Sunday, April 17, 2011


(first in the AGE OF FIRE series)

I never thought a fantasy epic about a dragon could feel so real! Especially one told through the dragon's perspective. Yet I always sympathized with Auron even (or perhaps particularly) when he acted more on animal instincts than humanized emotions and morals.

From the unexpected, gory opening that sets a tone of survival, this is a fast paced and quite unpredictable book. Dragons are nearing extinction, and much of this story will reverberate with a too true realism regarding endangered species. Action abounds as the young dragon Auron finds himself attacked by humans, elves, dwarves, and even a pack of wolves. The dragon is no persecuted innocent, though, and I often felt torn between two understandable perspectives: Auron's simple and reasonable desire to live and his attackers' fear of an intimidating predator. Be warned that this book has its share of gore. Auron has to fight for his life with fresh ferocity in almost every chapter, and Knight describes these altercations in vivid detail - some battles more unpleasant than others. A few lines made me cringe and look away from the page as though that might clear the picture in my mind. I'm no fan of violence but I still relished this book, probably because the gore wasn't gratuitous. The many brawls and their striking description seem more intentioned to emphasize how cruel the world can be to an animal (or any outsider).
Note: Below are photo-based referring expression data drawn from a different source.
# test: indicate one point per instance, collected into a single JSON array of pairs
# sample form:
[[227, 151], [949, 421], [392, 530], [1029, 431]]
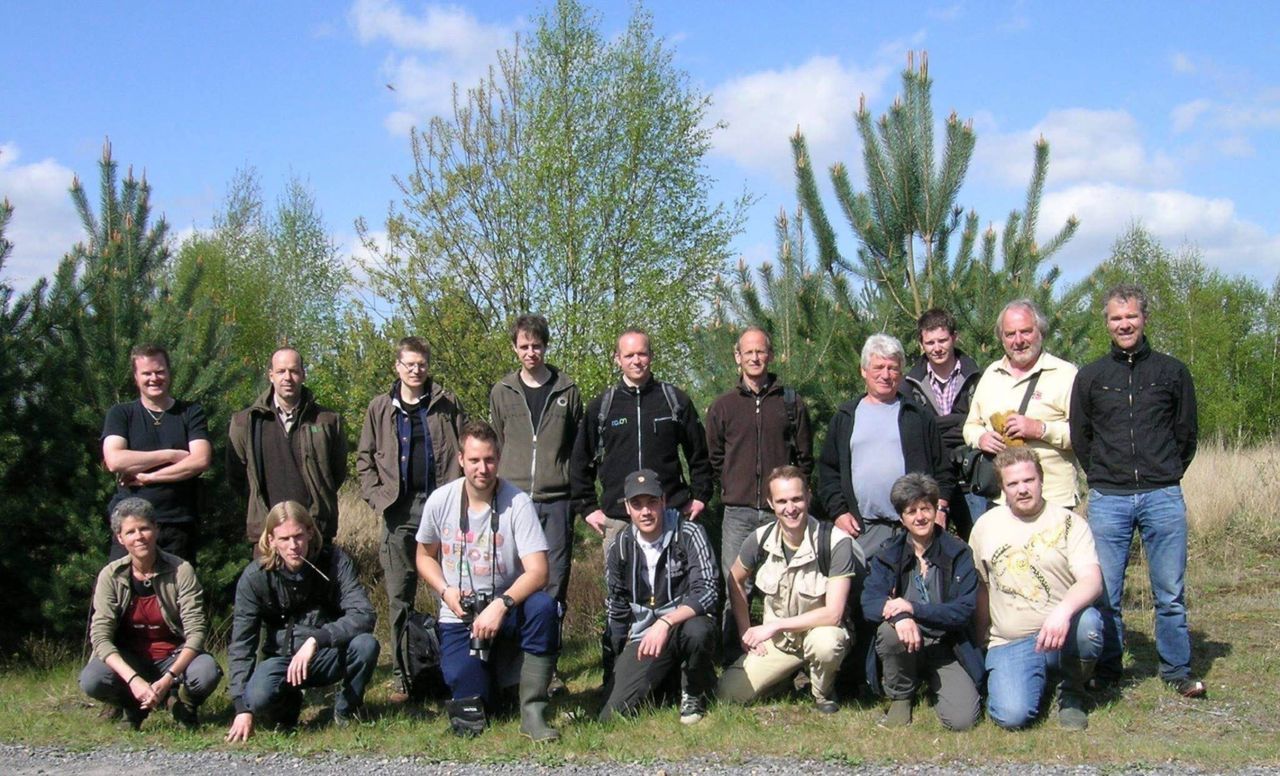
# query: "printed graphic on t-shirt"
[[471, 555], [1016, 570]]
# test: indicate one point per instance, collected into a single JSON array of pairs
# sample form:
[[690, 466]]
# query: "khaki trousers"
[[752, 675]]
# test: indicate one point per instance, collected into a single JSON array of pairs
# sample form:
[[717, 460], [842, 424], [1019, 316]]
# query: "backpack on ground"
[[420, 647]]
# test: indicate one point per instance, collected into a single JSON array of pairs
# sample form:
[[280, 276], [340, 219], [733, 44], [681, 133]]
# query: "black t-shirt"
[[417, 475], [536, 397], [179, 425]]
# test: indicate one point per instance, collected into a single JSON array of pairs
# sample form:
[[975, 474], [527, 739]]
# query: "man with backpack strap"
[[752, 429], [805, 570], [639, 423]]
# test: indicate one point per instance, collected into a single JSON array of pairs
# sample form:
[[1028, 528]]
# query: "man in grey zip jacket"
[[408, 446], [536, 411]]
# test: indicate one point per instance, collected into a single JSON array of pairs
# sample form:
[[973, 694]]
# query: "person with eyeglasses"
[[408, 446]]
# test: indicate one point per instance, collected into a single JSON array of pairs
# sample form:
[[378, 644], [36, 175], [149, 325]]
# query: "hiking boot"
[[1189, 688], [693, 708], [1072, 694], [183, 710], [897, 715], [535, 675]]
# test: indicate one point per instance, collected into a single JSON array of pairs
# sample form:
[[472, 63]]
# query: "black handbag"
[[977, 469]]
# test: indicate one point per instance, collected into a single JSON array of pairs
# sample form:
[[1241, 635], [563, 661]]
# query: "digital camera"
[[474, 603]]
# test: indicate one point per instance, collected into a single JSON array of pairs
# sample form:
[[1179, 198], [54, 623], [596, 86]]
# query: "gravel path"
[[24, 761]]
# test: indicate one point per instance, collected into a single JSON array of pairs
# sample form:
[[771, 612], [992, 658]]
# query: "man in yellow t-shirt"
[[1038, 576]]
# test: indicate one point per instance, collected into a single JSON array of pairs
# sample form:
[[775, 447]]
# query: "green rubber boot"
[[535, 676]]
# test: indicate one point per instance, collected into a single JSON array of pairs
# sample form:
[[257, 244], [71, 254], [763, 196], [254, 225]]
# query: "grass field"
[[1233, 583]]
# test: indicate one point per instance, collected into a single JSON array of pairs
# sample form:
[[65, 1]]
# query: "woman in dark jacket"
[[922, 589], [149, 626], [316, 625]]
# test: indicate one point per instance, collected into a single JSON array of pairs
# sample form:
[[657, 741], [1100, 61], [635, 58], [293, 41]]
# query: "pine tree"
[[73, 336], [908, 218], [808, 315]]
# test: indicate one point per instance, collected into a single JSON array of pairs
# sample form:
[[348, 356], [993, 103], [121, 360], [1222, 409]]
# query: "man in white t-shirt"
[[483, 552], [1038, 575]]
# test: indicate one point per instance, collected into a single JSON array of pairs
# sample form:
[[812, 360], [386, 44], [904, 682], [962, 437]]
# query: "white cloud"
[[763, 110], [1225, 240], [430, 51], [1188, 113], [1084, 146], [44, 226]]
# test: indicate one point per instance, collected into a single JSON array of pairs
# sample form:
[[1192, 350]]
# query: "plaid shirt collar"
[[945, 389]]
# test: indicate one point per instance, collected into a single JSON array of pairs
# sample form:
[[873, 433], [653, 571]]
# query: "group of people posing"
[[899, 569]]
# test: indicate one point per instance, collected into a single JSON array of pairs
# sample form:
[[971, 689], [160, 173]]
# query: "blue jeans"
[[534, 624], [351, 665], [1016, 674], [1160, 517]]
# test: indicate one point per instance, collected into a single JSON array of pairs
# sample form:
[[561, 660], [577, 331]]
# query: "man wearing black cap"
[[661, 605]]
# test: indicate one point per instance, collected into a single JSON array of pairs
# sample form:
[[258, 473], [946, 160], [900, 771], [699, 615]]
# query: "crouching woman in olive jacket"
[[149, 626]]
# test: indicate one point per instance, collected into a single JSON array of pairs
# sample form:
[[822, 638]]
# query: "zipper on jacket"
[[759, 455], [1133, 439], [639, 433], [533, 461]]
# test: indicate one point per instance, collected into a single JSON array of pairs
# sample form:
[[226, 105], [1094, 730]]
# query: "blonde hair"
[[278, 516]]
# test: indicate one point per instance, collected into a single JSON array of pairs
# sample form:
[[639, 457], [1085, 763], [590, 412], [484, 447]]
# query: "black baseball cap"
[[641, 483]]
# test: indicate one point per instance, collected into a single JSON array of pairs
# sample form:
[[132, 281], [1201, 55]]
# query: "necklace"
[[144, 576], [155, 419]]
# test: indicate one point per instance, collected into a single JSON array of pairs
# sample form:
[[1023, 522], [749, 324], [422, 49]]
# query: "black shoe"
[[693, 708], [1189, 688], [352, 716], [133, 717]]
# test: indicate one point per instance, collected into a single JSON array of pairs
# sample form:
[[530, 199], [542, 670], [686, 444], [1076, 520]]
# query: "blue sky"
[[1165, 113]]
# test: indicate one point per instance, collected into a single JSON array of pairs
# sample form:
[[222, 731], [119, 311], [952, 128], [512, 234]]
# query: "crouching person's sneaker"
[[693, 708], [466, 716], [1189, 688]]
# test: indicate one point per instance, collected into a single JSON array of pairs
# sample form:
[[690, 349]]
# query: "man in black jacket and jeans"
[[752, 429], [1134, 429], [645, 424]]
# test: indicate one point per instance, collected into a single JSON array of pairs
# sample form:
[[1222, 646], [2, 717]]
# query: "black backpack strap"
[[824, 528], [759, 546], [606, 405], [668, 391]]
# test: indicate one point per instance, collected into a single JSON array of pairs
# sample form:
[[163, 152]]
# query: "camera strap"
[[465, 528]]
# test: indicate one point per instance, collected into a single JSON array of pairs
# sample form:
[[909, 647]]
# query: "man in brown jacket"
[[408, 446], [750, 430], [287, 447]]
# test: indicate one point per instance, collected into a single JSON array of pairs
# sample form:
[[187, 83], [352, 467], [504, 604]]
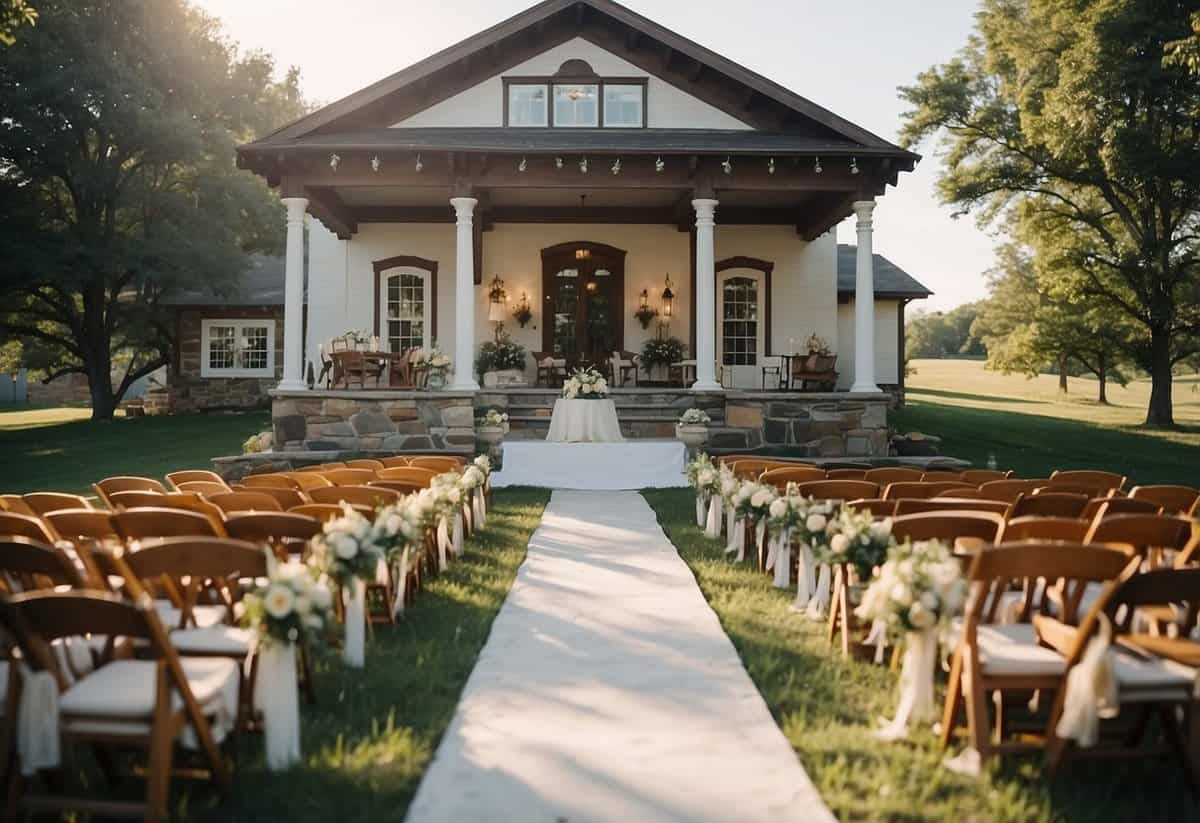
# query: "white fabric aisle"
[[593, 466], [607, 691]]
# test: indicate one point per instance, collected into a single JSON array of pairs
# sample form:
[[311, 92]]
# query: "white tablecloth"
[[585, 421]]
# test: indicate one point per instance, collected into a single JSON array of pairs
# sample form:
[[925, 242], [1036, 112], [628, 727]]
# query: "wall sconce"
[[523, 312]]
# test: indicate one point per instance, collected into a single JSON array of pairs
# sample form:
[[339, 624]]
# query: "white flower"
[[279, 601]]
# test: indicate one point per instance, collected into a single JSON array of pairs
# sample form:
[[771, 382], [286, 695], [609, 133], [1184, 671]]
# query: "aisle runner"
[[607, 691]]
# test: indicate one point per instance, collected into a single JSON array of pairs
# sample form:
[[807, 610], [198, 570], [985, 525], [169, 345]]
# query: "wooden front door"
[[583, 293]]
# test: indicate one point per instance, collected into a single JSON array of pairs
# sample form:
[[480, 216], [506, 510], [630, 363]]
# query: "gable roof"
[[653, 47], [891, 281]]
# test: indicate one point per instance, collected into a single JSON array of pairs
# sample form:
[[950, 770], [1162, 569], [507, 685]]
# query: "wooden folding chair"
[[409, 474], [439, 463], [126, 484], [1044, 529], [43, 502], [839, 490], [1049, 504], [77, 524], [285, 497], [879, 509], [232, 502], [792, 474], [347, 478], [1155, 676], [1008, 658], [143, 523], [143, 703], [1171, 499], [195, 475], [1008, 490], [893, 474], [268, 480], [27, 526], [364, 496], [913, 506]]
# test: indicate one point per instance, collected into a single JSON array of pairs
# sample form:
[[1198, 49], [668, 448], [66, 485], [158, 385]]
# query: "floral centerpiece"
[[347, 551], [586, 384], [661, 353], [293, 607], [917, 589]]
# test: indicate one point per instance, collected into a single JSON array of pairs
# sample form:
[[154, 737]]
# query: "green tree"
[[1067, 110], [118, 182], [13, 14]]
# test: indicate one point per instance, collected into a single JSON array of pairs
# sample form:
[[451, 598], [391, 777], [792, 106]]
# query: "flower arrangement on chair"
[[916, 590], [586, 384]]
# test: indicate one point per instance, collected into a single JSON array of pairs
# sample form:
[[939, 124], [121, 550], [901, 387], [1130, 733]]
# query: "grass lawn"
[[1033, 430], [57, 450], [372, 733], [828, 708]]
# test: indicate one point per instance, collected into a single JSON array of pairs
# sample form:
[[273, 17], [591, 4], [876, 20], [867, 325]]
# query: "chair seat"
[[213, 640], [1013, 649], [119, 698]]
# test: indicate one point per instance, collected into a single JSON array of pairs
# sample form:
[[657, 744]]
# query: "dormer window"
[[575, 97]]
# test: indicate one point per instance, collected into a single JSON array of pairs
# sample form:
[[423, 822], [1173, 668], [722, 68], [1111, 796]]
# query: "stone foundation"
[[377, 421]]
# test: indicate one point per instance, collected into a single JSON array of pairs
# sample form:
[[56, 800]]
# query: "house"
[[228, 348], [581, 160]]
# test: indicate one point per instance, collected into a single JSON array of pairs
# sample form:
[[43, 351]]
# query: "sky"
[[846, 56]]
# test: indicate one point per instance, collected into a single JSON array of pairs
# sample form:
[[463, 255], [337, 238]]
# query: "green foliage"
[[117, 178], [942, 334], [1068, 116], [661, 352]]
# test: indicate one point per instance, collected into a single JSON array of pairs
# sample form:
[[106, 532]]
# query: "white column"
[[864, 301], [465, 295], [293, 296], [706, 298]]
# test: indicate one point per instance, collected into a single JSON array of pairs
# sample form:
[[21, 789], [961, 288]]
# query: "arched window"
[[406, 298]]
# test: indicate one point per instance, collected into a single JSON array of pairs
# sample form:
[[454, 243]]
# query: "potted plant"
[[501, 362], [693, 428]]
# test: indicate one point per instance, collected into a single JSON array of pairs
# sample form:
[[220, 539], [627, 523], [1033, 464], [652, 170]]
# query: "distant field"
[[1033, 430]]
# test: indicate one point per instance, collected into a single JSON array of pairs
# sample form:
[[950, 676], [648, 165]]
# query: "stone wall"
[[387, 421], [819, 425]]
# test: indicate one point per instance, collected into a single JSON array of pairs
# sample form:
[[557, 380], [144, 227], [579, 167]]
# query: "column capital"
[[463, 206]]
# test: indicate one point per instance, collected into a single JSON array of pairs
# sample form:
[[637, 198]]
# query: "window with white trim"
[[406, 305], [238, 348]]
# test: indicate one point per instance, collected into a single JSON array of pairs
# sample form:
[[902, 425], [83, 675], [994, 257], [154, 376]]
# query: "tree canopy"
[[118, 180], [1066, 113]]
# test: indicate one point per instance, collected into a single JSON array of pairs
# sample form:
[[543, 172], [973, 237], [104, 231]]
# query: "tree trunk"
[[1162, 410]]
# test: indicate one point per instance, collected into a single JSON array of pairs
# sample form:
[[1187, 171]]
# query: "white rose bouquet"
[[917, 589], [586, 384]]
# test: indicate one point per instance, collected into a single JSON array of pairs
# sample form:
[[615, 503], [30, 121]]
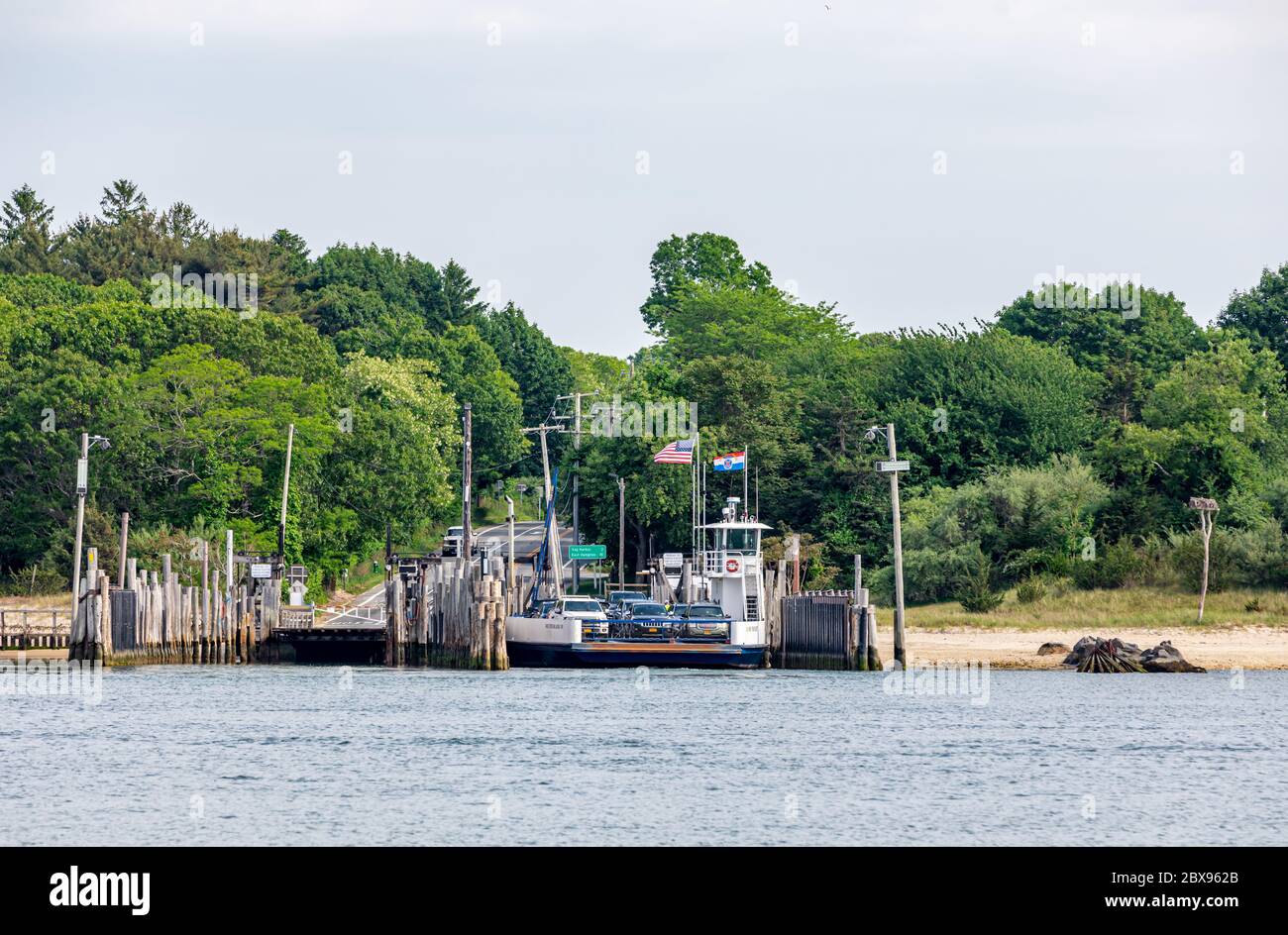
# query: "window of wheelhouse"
[[746, 541]]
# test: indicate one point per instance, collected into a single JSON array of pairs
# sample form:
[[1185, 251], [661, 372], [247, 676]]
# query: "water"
[[290, 755]]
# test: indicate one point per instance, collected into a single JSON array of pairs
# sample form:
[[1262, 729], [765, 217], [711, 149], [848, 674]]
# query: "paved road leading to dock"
[[369, 608]]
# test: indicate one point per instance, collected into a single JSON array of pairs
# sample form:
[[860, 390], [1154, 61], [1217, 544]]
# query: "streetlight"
[[81, 489], [893, 467]]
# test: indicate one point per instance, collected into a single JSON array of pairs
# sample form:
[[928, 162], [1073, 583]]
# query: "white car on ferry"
[[588, 610]]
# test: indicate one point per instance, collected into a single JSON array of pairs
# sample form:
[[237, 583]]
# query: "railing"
[[34, 629]]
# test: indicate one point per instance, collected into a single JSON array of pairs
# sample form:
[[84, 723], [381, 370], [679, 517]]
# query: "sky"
[[913, 162]]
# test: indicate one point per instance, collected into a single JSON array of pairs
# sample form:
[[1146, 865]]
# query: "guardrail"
[[24, 627]]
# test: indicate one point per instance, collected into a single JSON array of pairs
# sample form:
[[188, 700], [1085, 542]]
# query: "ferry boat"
[[730, 575]]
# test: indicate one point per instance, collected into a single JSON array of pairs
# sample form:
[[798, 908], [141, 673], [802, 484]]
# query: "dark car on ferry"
[[700, 621], [645, 618], [617, 601]]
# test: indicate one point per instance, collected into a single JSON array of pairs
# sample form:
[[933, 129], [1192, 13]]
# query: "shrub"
[[1115, 566], [977, 592], [34, 579], [1030, 590]]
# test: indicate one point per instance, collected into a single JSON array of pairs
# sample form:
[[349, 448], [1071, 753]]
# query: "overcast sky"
[[1096, 137]]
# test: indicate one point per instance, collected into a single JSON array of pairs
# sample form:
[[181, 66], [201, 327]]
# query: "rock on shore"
[[1127, 656]]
Much of fantasy builds atop previously existing legends and folklore. Knight certainly cannot claim to have created the dragon, but what an author can claim is a unique take on a favorite theme. I'm always intrigued to see how writers incorporate or twist the already established understandings of fantastical creatures. Knight touches on all of the main assumptions about dragons that come to mind. Early on, the reader learns that dragons hoard gold and gems, because eating such minerals is necessary for the growth and strengthening of their scales. Later, dragons' tendency to kidnap and hold maidens hostage is addressed in a way that is both simple and convoluted at the same time.

I enjoyed the entire book, but found the ending distinctly exceptional, and endings are high up on my list of what I value most about a book. Without specific spoilers, Auron comes to the realization that dragons, so rooted in instinct and tradition, must adapt. This is a humans’ (and elves' and dwarves') world now, and the choices are: adapt or die.